Polls Rebuff Media Pundits: Abortion a Key Political Issue in 2008

National   |   Steven Ertelt   |   Nov 12, 2007   |   9:00AM   |   WASHINGTON, DC

Polls Rebuff Media Pundits: Abortion a Key Political Issue in 2008 Email this article
Printer friendly page

by Deal Hudson
November 12, 2007

LifeNews.com Note: Deal W. Hudson is the director of the Morley Institute for Church & Culture, and is the former publisher and editor of CRISIS Magazine, a Catholic monthly. He is the author of six books and his articles and comments have been published in many newspapers and magazines.

A little-noticed Fox News Channel poll released last week revealed that nearly half of voters — 45 percent — need to know a candidate’s position on abortion before deciding their vote.

The spin put on the poll numbers by the article was that the abortion issue "doesn’t seem to draw as much attention as many think it does," according to John Gorman, Chairman of Opinion Dynamics.

It seems the pundits are preparing the way for a Hillary-Rudy presidential race where the life issues don’t matter anymore. Yesterday, for example, Sen. Chuck Schumer (D-NY), gleefully announced the "end of the Reagan Era."

But prominent religious leaders, Catholic and Evangelical, think otherwise.

Former Sen. Rick Santorum told me that "abortion continues to be an issue that shakes the conscience of our society. For those who vote on the issue equivocation is not acceptable."

Bill Donohue, president of the Catholic League for Civil and Human Rights told me:

“The poll results demonstrate that abortion is anything but a side issue.

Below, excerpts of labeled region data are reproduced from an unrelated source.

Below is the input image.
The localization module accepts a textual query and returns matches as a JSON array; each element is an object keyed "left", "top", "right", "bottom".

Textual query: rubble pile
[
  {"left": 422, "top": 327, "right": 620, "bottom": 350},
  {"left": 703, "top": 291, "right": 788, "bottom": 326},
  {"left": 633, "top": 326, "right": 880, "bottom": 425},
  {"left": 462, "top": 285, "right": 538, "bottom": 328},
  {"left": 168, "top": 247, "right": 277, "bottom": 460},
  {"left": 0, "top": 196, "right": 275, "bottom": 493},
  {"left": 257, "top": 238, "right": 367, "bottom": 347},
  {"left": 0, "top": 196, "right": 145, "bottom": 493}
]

The American people may be conflicted on the subject — they want abortion to be legal but limited (limited in both time and purpose) — but it is precisely their own uneasiness with this issue that drives them to demand that candidates for public office square with them about their own positions. In other words, the public is looking for clarity on this issue from their would-be leaders.”

In sum, abortion may not be highly valued when measured against other issues, such as the war in Iraq, but it is the qualifying issue. For nearly half the electorate, how a candidate thinks about abortion is what qualifies him or her for their support.

The poll showed that 56 percent of self-identified pro-lifers qualify candidates this way, as do 41 percent of pro-choice voters.

Pro-life Democrat Mark Stricherz, author of the recent Why the Democrats Are Blue: Secular Liberalism and the Decline of the People’s Party (Encounter Books, 2007), puts it this way: "Our media elites say that Americans don’t care about abortion. But as this poll shows, Americans do care. In fact, enough of them care so much about it that they cost Al Gore and John Kerry the presidency, as the Democratic Party’s own pollsters — such as Stanley Greenberg — confirm."

The level of concern about abortion and other life issues is the legacy of the religious conservative entry into American politics that began with the election of Reagan in 1980. This concern has been thrown into temporary disarray by the lack of a galvanizing pro-life presidential candidate.